Attractions scéniques
Premières des pièces «Affaire d’opinion publique» et de «Pastèque révolutionnaire» que Walid Ayadi a présentées à El Teatro.
Walid Ayadi a mis en scène de jeunes talents prometteurs afin de présenter successivement ses deux nouvelles créations théâtrales à l’intitulé intrigant, la première nommée «Affaire d’opinion publique» et la seconde, «Pastèque révolutionnaire». Les thématiques des deux pièces se croisent peut-être par moments, mais les deux oeuvres diffèrent de par leur apport à un public venu nombreux les découvrir.
Hymne à la liberté
Dans les soirées du 14 et du 16 novembre, El Teatro a vu naître deux créations scéniques. «Affaire d’opinion publique», comme son titre l’indique, traite de l’agonie de jeunes Tunisiens rebelles, désirant vivre libres en s’affranchissant du poids des traditions et d’une société rongée par le conformisme, le conservatisme et le patriarcat. Des jeunes liés par des amitiés et des inimitiés qui, ensemble, visent l’utopie, et tentent de s’adonner à un quotidien dénué de tabous dans une époque où leur pays est soumis à des chamboulements politiques importants, de rompre avec la société dans laquelle ils vivent, en cessant de traîner les rouages d’une mentalité pesante, étouffante, pudique. La création relate un chassé-croisé relationnel passionnant entre des protagonistes, interprétés à l’unanimité par de jeunes acteurs talentueux, adeptes du 4e art et issus tous d’el Teatro production.
Celles et ceux qui ont tiré les ficelles de cette création sont un groupe d’acteurs et actrices méconnus, mais prometteurs, citons Firas Yousfi, Fatma Louati, Mohamed Ali Janadi, Nour Hanachi, Hela Mziou, Mehdi Maâlaoui, Linda Ayachi, Meriem Bouattour et Zohra Elloumi, dirigés par Walid Ayadi.
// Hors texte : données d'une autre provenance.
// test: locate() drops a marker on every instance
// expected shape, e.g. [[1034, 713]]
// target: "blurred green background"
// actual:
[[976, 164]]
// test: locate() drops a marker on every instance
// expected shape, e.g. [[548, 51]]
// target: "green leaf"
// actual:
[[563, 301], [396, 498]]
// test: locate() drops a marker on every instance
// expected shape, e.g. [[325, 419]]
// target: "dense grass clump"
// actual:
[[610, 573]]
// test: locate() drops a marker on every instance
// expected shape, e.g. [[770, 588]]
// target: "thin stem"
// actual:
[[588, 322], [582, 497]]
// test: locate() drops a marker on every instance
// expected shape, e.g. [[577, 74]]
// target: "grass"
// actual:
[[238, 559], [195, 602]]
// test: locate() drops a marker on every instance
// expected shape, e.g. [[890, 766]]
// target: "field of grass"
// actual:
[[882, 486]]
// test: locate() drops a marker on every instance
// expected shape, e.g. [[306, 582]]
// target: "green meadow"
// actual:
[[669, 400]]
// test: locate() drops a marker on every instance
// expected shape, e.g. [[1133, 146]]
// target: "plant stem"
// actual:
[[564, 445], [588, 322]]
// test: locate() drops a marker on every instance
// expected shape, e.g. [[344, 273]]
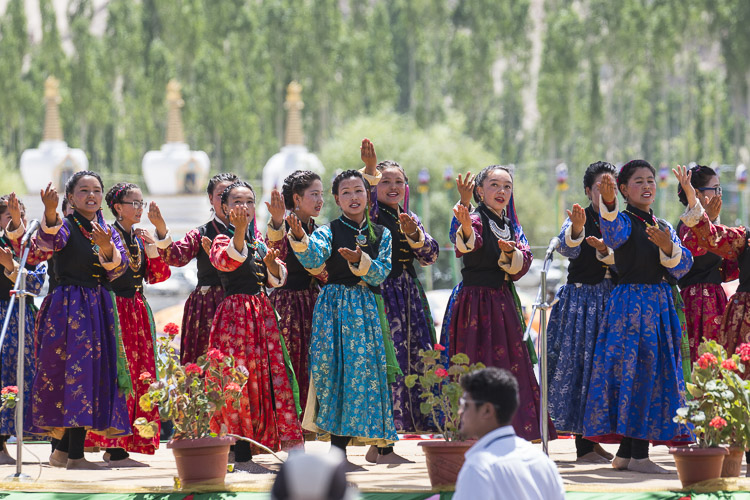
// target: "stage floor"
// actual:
[[159, 476]]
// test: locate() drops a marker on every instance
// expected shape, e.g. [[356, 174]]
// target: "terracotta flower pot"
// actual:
[[698, 464], [733, 462], [201, 460], [444, 460]]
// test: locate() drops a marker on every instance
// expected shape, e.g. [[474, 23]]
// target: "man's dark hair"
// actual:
[[496, 386]]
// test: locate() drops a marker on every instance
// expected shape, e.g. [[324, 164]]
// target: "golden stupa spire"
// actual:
[[174, 115], [294, 105], [52, 128]]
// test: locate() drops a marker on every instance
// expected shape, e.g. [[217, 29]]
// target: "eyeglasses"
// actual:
[[716, 190]]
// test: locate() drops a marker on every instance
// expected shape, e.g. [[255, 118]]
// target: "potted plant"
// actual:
[[440, 393], [718, 412], [190, 395]]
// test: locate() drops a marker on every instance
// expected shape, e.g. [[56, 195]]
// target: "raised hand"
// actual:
[[408, 225], [276, 208], [369, 158], [597, 243], [295, 226], [578, 219], [353, 256], [271, 263], [6, 258], [154, 215], [465, 188], [683, 175], [712, 207], [661, 238]]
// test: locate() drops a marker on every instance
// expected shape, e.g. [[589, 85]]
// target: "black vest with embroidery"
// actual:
[[637, 259], [344, 237], [248, 279], [298, 278], [207, 273], [402, 256], [480, 266], [586, 268], [131, 281], [77, 264], [706, 269]]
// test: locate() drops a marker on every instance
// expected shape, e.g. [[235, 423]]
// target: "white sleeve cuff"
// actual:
[[234, 254], [692, 215], [419, 242], [116, 259], [511, 264], [363, 266], [465, 246], [274, 234], [54, 229], [164, 243], [671, 261], [608, 258], [569, 241], [606, 213]]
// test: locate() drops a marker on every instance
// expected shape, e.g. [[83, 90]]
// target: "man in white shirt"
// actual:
[[500, 465]]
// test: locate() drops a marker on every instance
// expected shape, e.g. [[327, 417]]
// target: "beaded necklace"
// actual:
[[133, 263], [361, 239]]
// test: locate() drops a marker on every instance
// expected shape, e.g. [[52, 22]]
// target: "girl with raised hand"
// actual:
[[245, 327], [485, 322], [578, 313], [701, 290], [202, 303], [12, 213], [80, 383], [125, 200], [637, 381], [406, 305], [294, 301], [349, 389]]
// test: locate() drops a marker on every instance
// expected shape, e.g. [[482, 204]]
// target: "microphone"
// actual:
[[33, 228], [553, 244]]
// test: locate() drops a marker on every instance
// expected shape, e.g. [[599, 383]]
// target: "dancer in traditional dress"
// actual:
[[485, 321], [125, 200], [202, 303], [406, 305], [349, 390], [701, 290], [294, 301], [576, 317], [636, 381], [245, 327], [77, 386], [12, 214]]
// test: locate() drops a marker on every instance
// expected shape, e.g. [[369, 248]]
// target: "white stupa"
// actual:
[[175, 169], [293, 155], [53, 160]]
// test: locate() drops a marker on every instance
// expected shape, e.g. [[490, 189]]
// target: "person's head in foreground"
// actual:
[[313, 477]]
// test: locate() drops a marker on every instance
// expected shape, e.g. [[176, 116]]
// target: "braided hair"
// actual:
[[116, 193], [296, 183]]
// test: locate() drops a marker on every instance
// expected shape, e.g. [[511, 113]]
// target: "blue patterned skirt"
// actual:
[[348, 368], [636, 381], [571, 337]]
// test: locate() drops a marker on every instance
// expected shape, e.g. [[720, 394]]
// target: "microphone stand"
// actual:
[[19, 290]]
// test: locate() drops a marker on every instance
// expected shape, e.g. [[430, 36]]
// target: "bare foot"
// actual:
[[372, 455], [646, 466], [620, 463], [58, 459], [602, 452], [592, 458], [83, 464]]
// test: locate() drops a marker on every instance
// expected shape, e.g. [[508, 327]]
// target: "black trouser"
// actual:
[[633, 448]]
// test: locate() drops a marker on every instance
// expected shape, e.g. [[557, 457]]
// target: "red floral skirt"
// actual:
[[245, 327]]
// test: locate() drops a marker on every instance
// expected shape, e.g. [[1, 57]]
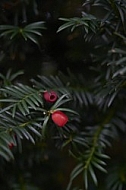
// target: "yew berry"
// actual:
[[50, 96], [11, 145], [59, 118]]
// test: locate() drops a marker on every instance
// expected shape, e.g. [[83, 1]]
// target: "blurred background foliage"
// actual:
[[85, 40]]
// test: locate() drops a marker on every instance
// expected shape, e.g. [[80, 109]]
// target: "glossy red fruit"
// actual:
[[50, 96], [11, 145], [59, 118]]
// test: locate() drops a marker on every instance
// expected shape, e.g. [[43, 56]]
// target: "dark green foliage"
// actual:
[[94, 103]]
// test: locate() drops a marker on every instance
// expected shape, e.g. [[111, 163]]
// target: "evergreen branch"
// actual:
[[22, 98]]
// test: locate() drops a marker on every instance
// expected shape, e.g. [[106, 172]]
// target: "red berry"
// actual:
[[11, 145], [50, 96], [59, 118]]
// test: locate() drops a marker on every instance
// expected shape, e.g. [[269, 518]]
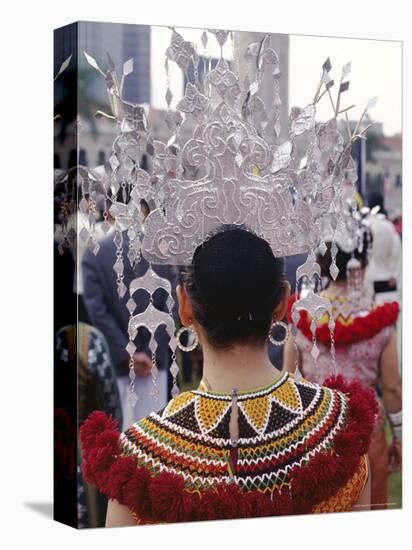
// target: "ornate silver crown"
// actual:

Le spectateur pourrait au départ avoir du mal à s’adapter aisément au texte, composé de dialogue en deux dialectes, en tunisien courant et en arabe, mais la mise en scène et les rapports variés qui relient les personnages prennent le dessus. Les acteurs se lâchent et le public suit leurs aléas relationnels scéniques pour la plupart représentés dans des scènes comiques et intelligemment drôles.
Le titre de la première pièce «Affaire d’opinion publique» devrait figurer au pluriel, tant on a l’impression que l’oeuvre a traité de divers sujets. Un rêve collectif vécu par des amis qui grandissent à leur tour, deviennent adultes et nostalgiques d’une époque lointaine et marquante.
Un tour de force
Walid Ayadi réplique deux jours plus tard avec une création inédite. «Pastèque révolutionnaire» titre métaphorique qui se réfère à un bourbier révolutionnaire subtilement mis en scène, mais plein de sens. Joués également par neuf jeunes acteurs : Emna Khazri, Mohamed Hamdane, Omar Njah, Ghada Rekik, Mehdi Ayed, Taher Bekir, Jihène Miled et Asma Berrima, la pièce s’ouvre sur un dîner de pastèques autour d’une table, située entre les murs d’une maison. Une pastèque verte de l’extérieur, mais rouge de l’intérieur, qui se réfère à une révolution dans l’absolu, mais pas celle de la Tunisie. Tout commence avec une famille attablée s’apprêtant à dîner ensemble dans une ambiance conviviale. Un moment plaisant bercé par une musique adoucissante, aussitôt interrompu par l’irruption de deux révolutionnaires violents. Une prouesse d’ouverture remarquable qui capte dès le départ l’attention du public. L’être humain est voué, sur scène, à des questionnements existentiels. Et chacun, à sa façon, tentera, en étant lui–même, de changer le monde positivement. La création est sarcastique et absurde, elle incite à rire, mais pousse à la réflexion, notamment grâce à un jeu remarquable d’acteurs et à une synchronisation des mouvements sur scène, et de la musique de fond. Des thèmes certes récurrents, mais différemment traités par Walid Ayadi, d’une pièce à une autre. La diversité des approches rend globalement accrocheuse la mise en scène de ses spectacles.